Resource and property changes are indicated with these symbols:
  - Delete
  ~ Modify
  = Nochange
  * Ignore

The deployment will update the following scope:

Scope: /subscriptions/<silenced>/resourceGroups/rg-demo

  ~ Microsoft.HybridCompute/machines/S80807502TEST1 [2023-10-03-preview]
    - properties.agentUpgrade:

        enableAutomaticUpgrade: false

    - properties.clientPublicKey: "MIIBCgKCAQEApMWUEOouutaVEZ5cnmCV8pQ7/KOE3G2JOAoi1g1uBVPx1mpBtqh4NJeFHqg+Lz9yQ9Q8OBWfCUeieCCuN1yrpR4O2L94WQ7cqhHE9XcFFHG7a2ohmlpwmutGfQUIVYJvqDrM/CzsBoWN0EK5S/RuBNO4cpfThbYRReMXg0WGU0sn94OiaAEZXjN5gLg6QRn4upFwg0RSp9POfXRnl4CJn5jfeHWZRwmo/kw7/T73BuUrvT2giZsVph69iByDxvJI5K2vVkOKOhLZJnmEPNXAl2f9rtcGr8VMcK/fuYMzURtPHOS8xDd2K3OqURNLDFrs2WoshJF7MZ7Fi/2kmz5iewIDAQAB"
    - properties.licenseProfile:

        esuProfile.licenseAssignmentState: "NotAssigned"
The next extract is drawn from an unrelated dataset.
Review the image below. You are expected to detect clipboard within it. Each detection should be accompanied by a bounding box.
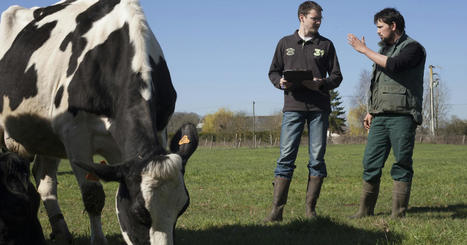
[283,70,314,83]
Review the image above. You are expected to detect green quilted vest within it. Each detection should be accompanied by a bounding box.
[369,34,426,124]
    - properties.mssqlDiscovered: "false"
    - properties.osInstallDate:   "2024-07-31T09:33:39Z"
    - properties.osType:          "windows"
    - properties.serviceStatuses:

        extensionService.startupType:          "automatic"
        extensionService.status:               "running"
        guestConfigurationService.startupType: "automatic"
        guestConfigurationService.status:      "running"

  ~ Microsoft.HybridCompute/machines/S80807502TEST1/extensions/setNetProfile [2023-10-03-preview]
    - properties.enableAutomaticUpgrade:  true
    - properties.instanceView:

        name:               "setNetProfile"
        status.code:        "0"
        status.level:       "Information"
        type:               "CustomScriptExtension"
        typeHandlerVersion: "1.10.17"

    ~ properties.autoUpgradeMinorVersion: false => true
    ~ properties.typeHandlerVersion:      "1.10.17" => "1.10"
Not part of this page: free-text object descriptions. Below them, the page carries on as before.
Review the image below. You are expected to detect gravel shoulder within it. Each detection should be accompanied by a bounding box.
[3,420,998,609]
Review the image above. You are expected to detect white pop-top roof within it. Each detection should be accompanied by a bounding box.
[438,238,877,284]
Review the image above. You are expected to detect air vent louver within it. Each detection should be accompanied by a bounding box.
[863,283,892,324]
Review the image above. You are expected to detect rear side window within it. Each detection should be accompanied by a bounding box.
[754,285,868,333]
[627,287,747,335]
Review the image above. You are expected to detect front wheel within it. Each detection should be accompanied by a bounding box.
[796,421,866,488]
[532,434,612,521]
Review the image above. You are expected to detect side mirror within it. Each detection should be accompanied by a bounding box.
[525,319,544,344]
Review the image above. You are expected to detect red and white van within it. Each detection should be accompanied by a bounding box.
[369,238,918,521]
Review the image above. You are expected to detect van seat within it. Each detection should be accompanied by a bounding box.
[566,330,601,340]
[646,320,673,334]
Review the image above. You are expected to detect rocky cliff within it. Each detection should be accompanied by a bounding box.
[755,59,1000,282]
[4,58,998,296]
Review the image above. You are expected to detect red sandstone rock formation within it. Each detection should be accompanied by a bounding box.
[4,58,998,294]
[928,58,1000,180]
  ~ Microsoft.HybridCompute/machines/S80807502TEST1/providers/Microsoft.AzureStackHCI/virtualMachineInstances/default [2023-09-01-preview]
    - properties.storageProfile.osDisk:

        osType: "Windows"

    - properties.storageProfile.vmConfigStoragePathId:           "/subscriptions/<silenced>/resourceGroups/rg-hci/providers/Microsoft.AzureStackHCI/storagecontainers/UserStorage2-dec290398b024f1f94bbdceb9a8352b2"
    ~ properties.securityProfile.uefiSettings.secureBootEnabled: true => false

  = Microsoft.AzureStackHCI/networkInterfaces/S80807502TEST1-nic [2023-09-01-preview]
  * Microsoft.AzureStackHCI/networkInterfaces/S80805504BK3-nic
  * Microsoft.AzureStackHCI/networkInterfaces/S80805504BK4-nic
  * Microsoft.AzureStackHCI/networkInterfaces/S80807502BK1-nic
  * Microsoft.AzureStackHCI/networkInterfaces/S80807502BK2-nic
  * Microsoft.AzureStackHCI/virtualHardDisks/S80805504BK3-data-1
  * Microsoft.AzureStackHCI/virtualHardDisks/S80807502BK1-data-1
  * Microsoft.HybridCompute/machines/S80805504BK3
  * Microsoft.HybridCompute/machines/S80805504BK4
  * Microsoft.HybridCompute/machines/S80807502BK1
  * Microsoft.HybridCompute/machines/S80807502BK2

Resource changes: 3 to modify, 1 no change, 10 to ignore.

Note: the secureBootEnabled: true => false is a bit misleading but has in fact no impact. (Security profile set to null) After the second deploy, we can check with az stack-hci-vm show --name S80807502TEST1 -g rg-demo and it stays:

    "securityProfile": {
      "enableTpm": null,
      "securityType": null,
      "uefiSettings": {
        "secureBootEnabled": true
      }
    },
stephaniezyen commented 1 month ago

This is unfortunately an RP issue. Please open a support ticket and we will try to route it to the right team on our end.